Frontier Software

Robert Laing's programing notes

Adversarial Search

By Robert Laing

Mobility

Mobility is a measure of the number of things a player can do. This could be the number of actions available in the given state or n steps away from the given state. Or it could be the number of states reachable within n steps. (This could be different from the number of actions since multiple action sequences could lead to the same state. All roads lead to Rome.)

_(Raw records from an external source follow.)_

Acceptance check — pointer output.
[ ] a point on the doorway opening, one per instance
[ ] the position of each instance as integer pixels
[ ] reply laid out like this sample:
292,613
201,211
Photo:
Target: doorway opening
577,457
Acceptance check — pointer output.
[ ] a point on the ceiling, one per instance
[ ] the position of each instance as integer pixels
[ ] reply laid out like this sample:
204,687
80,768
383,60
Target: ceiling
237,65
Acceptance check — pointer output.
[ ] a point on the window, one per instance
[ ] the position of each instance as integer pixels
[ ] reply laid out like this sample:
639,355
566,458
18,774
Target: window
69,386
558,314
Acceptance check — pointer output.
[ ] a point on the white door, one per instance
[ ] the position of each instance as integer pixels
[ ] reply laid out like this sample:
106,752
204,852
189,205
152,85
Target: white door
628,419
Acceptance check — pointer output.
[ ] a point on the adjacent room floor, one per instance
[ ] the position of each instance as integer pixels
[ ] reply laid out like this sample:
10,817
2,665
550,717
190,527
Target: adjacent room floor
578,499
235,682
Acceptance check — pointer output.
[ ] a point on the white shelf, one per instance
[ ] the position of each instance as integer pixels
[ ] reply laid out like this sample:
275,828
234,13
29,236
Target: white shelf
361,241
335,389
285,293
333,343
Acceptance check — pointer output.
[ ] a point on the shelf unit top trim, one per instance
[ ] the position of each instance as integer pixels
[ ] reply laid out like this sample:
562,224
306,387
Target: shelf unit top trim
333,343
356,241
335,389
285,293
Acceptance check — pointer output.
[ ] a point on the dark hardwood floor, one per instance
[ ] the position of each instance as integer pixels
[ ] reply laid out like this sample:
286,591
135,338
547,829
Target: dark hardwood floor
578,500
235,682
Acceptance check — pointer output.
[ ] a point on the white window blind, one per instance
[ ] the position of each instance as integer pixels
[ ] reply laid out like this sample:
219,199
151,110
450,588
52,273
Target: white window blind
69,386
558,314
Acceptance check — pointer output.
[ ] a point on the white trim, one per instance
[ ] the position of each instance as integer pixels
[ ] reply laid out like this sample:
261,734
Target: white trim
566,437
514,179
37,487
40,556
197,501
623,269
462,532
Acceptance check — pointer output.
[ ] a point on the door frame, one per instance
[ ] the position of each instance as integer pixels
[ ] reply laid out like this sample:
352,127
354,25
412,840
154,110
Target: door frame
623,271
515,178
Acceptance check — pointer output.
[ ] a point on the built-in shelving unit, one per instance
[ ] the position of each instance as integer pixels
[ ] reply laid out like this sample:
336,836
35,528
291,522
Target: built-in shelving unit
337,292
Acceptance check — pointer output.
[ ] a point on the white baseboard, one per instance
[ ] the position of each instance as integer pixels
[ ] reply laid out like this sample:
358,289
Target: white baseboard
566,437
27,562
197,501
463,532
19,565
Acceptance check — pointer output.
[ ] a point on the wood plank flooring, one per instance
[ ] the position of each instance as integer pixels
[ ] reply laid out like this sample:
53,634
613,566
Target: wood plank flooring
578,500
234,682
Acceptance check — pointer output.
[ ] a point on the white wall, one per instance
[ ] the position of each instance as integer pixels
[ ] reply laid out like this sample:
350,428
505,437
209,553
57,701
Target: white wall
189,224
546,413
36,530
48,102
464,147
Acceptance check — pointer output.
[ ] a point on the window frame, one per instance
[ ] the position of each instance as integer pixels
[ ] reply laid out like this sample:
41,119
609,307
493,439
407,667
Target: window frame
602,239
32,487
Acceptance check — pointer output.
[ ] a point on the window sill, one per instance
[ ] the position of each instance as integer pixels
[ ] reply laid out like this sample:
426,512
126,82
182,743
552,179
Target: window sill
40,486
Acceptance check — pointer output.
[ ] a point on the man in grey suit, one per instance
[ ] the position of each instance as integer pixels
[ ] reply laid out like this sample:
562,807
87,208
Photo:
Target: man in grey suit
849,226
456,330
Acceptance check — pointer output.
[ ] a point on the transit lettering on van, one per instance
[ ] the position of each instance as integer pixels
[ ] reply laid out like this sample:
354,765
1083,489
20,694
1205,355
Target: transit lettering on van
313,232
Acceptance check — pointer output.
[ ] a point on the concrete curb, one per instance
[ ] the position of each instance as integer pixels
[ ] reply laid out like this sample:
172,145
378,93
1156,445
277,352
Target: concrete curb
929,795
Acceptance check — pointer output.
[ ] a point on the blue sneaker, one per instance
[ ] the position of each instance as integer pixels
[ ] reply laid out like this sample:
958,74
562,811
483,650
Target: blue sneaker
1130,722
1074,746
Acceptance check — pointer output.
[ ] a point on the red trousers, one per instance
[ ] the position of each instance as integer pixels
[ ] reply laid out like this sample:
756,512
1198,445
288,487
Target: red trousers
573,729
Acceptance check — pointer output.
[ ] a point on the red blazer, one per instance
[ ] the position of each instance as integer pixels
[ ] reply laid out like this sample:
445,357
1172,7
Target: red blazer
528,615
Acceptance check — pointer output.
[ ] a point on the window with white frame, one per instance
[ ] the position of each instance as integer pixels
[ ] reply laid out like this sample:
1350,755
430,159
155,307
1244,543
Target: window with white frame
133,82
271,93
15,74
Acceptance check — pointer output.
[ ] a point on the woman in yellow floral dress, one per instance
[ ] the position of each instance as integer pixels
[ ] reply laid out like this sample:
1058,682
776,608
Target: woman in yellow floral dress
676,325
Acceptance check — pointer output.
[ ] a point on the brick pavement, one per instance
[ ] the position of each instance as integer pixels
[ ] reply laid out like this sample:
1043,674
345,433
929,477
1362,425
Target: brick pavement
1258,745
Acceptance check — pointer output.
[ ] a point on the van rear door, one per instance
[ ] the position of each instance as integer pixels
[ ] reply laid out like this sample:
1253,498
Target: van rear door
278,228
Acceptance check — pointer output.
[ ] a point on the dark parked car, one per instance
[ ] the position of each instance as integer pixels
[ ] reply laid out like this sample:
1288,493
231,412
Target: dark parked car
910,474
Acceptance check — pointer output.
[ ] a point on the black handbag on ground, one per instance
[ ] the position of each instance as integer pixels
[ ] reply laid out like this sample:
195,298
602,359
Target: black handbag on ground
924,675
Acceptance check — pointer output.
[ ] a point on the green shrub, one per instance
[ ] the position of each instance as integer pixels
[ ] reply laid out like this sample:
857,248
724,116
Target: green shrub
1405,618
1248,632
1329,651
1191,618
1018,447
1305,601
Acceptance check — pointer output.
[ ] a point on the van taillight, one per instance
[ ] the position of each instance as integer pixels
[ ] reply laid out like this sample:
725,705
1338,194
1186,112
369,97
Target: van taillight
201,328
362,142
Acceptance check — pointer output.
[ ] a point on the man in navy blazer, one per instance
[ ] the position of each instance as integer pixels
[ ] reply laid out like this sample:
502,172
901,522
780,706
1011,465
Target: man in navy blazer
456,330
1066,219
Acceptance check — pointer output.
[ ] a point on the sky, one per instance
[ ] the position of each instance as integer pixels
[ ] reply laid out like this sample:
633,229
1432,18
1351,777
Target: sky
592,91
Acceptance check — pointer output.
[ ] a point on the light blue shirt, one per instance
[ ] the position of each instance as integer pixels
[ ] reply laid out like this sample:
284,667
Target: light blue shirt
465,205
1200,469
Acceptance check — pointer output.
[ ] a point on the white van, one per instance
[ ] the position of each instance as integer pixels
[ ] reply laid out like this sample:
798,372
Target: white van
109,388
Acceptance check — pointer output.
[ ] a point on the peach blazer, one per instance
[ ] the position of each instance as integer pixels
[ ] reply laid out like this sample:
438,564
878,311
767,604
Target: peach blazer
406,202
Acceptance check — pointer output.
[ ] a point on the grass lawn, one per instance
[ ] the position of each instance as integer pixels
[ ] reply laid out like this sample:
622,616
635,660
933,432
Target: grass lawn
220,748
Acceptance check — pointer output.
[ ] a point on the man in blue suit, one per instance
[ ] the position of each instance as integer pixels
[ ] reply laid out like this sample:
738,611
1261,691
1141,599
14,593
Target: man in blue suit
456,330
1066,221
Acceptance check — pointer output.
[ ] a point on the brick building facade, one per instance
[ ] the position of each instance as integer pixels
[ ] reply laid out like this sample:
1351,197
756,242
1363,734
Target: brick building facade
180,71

SELECT count(DISTINCT next_id) FROM tictactoe_graph;

Tables/Schemas

State Table

CREATE TABLE IF NOT EXISTS chess_states 
    (    id              SERIAL PRIMARY KEY
    ,    state           JSONB UNIQUE
    ,    goal            JSONB  -- NULL for non-terminal states
    );

Goal

Only final states have a goal value. So instead of a boolean value for terminal, non-terminal states have null for goal.

Move Table

CREATE TABLE IF NOT EXISTS chess_moves
    (    id            SERIAL PRIMARY KEY
    ,    move          JSONB UNIQUE
    );

MID is unique, Moves get appended, but never updated

Game Tree

CREATE TABLE IF NOT EXISTS chess_graph 
    (    init_id      INTEGER REFERENCES chess_states(id)
    ,    move_id      INTEGER REFERENCES chess_moves(id)
    ,    next_id      INTEGER REFERENCES chess_states(id)
    ,    utility      JSONB
    ,    mobility     JSONB
    ,    visits       INTEGER DEFAULT 0
    ,    total        JSONB
    ,    PRIMARY KEY  (init_id, move_id)
    );

Bestmove

bestmove(Dict, TimeLimit, State, Bestmove)

Iterative deepening

Use list of [level(1, ID1), …|Frontier], appending children optained from getmoves/2 to front for depth first search

  1. Use getmoves(Dict, State, ValMoves) to get a list of move(Move, Value, Terminal, Visits, Focus, PlayerMobility, NextID), ordered by MaxValue, MinFocus, MaxPlayerMobility.
  2. Prune the list of Value = -100 and Terminal == true
  3. forall(Next, odbc_execute(Dict.select_state_from_id, [NextID], row(Next)), Nexts)
  4. getmoves(Dict, State, ValMoves)

Utility

  1. For each parent of newly added child node, get utility

utility:update(Dict, NextIDs, JUtilities),

update(Dict, [NextID|NextIDs], [JUtility|JUtilities]) :- json_terms:json_terms(JUtility, Utility), findall(ParentID, odbc_execute(Dict.get_parent, [NextID], row(ParentID, Utility)), Unsorted), sort(Unsorted, ParentIDs), maplist(update(Dict, Utility), ParentIDs), update(Dict, NextIDs, JUtilities).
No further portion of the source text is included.